The four they list are pretty solid, and most importantly have a strong drafting history. 

But this is just confirming what we're already seeing in Bargnani and his on the court development this far into the season. 

I don't remember a lot of players that have developed this quickly in the NBA. A lot come in better, but he just seems to be growing game to game.


----------



## shapeshifter (Jun 13, 2005)

*Re: Andrea Bargnani and the Caliper Profile*

"Every time I go to the store, they're sold out," he says innocently, never thinking that a person of his stature could have one hand-delivered to his door.

I love that line, it speaks volumes about this kid.

I always thought that when the raptors won the 1st overall pick(or to be more accurate the first 2 picks in the draft... what are the odds of that anyway?), that it wasn't a coincidence at all. There were bigger forces at play here. Call it fate or destiny but something was going on.



Andiamo


----------



## shookem (Nov 1, 2005)

*Re: Andrea Bargnani and the Caliper Profile*



> Mom, Luisella Balducci, was a roommate through January, and she's to be thanked for whatever sparse furnishings Bargnani has. Since she returned to Italy, he's added a 46-inch flat-screen on the wall, and that's about it. There's an iPod sound system for music, a tan couch and love seat for lounging, a closet full of multicolor Air Force 1's, and a PlayStation 3 console. Problem is, with just one controller, he's forced to play his video games solo. "Every time I go to the store, they're sold out," he says innocently, never thinking that a person of his stature could have one hand-delivered to his door.


Neat.



> He'll match your trash-talk, too. Even if you might not be able to understand a word of it. After being hounded by Mike Dunleavy, Bargnani faced him up, sank a jumper in his face and yelled something in Italian. During the next timeout, Raptors vet Darrick Martin ran to him to find out what he'd said. Bargnani just smiled.
> 
> The Raptors get a kick out of Bargnani's verbal mischief. Whenever he screams something after a dunk or in the heat of competition, the bench guys go crazy, then run to Slokar for a translation. He's often hesitant to give up the goods.
> 
> "He'll say, Andiamo!" Slokar says. "That means 'Let's go!' The other stuff? Let's just leave that where it is: on the court."

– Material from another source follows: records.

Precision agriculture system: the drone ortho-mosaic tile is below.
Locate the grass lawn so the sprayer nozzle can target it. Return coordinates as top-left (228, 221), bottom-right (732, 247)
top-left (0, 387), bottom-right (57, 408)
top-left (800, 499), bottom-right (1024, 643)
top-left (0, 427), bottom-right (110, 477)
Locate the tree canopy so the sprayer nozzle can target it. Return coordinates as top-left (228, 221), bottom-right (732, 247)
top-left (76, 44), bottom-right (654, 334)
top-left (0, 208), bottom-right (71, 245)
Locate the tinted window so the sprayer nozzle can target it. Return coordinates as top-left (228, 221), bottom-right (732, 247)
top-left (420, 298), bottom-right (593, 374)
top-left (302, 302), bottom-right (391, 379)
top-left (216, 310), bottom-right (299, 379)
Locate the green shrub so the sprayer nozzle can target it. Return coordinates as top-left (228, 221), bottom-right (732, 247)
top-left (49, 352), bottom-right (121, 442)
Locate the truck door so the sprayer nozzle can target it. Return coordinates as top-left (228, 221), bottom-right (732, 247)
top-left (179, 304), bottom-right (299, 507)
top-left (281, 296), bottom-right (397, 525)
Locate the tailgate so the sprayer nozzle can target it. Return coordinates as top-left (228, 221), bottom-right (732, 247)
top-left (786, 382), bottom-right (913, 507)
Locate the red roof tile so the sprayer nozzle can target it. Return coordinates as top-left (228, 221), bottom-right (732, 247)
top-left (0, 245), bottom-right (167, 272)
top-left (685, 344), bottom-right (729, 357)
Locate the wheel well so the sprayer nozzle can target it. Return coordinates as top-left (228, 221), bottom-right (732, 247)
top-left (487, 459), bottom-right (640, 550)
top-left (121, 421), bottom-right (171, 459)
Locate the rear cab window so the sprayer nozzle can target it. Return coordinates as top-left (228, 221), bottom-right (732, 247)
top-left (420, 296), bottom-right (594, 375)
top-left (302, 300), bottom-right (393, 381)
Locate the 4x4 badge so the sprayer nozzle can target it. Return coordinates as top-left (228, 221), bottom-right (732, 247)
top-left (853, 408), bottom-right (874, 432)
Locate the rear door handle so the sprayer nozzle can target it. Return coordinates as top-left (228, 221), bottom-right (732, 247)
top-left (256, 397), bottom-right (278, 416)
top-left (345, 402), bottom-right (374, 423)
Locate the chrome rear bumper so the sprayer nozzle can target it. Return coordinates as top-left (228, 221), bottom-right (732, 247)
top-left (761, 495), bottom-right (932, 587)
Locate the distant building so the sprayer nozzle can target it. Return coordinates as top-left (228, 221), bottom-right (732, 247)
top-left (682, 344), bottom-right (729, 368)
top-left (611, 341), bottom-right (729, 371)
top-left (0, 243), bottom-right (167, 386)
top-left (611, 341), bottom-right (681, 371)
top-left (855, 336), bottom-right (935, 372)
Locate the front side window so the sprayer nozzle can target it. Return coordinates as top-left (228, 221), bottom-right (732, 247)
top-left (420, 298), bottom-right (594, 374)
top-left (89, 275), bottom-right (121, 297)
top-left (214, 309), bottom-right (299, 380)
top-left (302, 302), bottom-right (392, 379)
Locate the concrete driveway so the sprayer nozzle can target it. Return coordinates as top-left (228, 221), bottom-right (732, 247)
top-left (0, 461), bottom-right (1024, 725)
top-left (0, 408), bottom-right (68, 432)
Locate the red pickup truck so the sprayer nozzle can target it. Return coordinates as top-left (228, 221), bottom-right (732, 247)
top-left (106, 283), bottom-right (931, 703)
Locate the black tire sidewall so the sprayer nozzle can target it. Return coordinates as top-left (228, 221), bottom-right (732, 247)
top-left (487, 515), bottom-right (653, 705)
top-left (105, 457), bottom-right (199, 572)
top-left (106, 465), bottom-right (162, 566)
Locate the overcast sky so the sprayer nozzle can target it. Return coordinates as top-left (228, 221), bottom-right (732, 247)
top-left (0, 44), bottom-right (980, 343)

I wonder what he _really_ says.

Great read Speedy, thx for posting it.


----------



## ColinBeehler (Oct 14, 2003)

*Re: Andrea Bargnani and the Caliper Profile*



speedythief said:


> I couldn't find a free Caliper Profile on the net. Just thought it was interesting. I think Danny Ainge does a lot of personality testing as well, so the system isn't foolproof.


Danny Ainge isn't a bad drafter is he? I think he's actually a pretty good drafter... Just likes to trade talent for nothing, after he drafts it.


----------



## speedythief (Jul 16, 2003)

*Re: Andrea Bargnani and the Caliper Profile*



ColinBeehler said:


> Danny Ainge isn't a bad drafter is he? I think he's actually a pretty good drafter... Just likes to trade talent for nothing, after he drafts it.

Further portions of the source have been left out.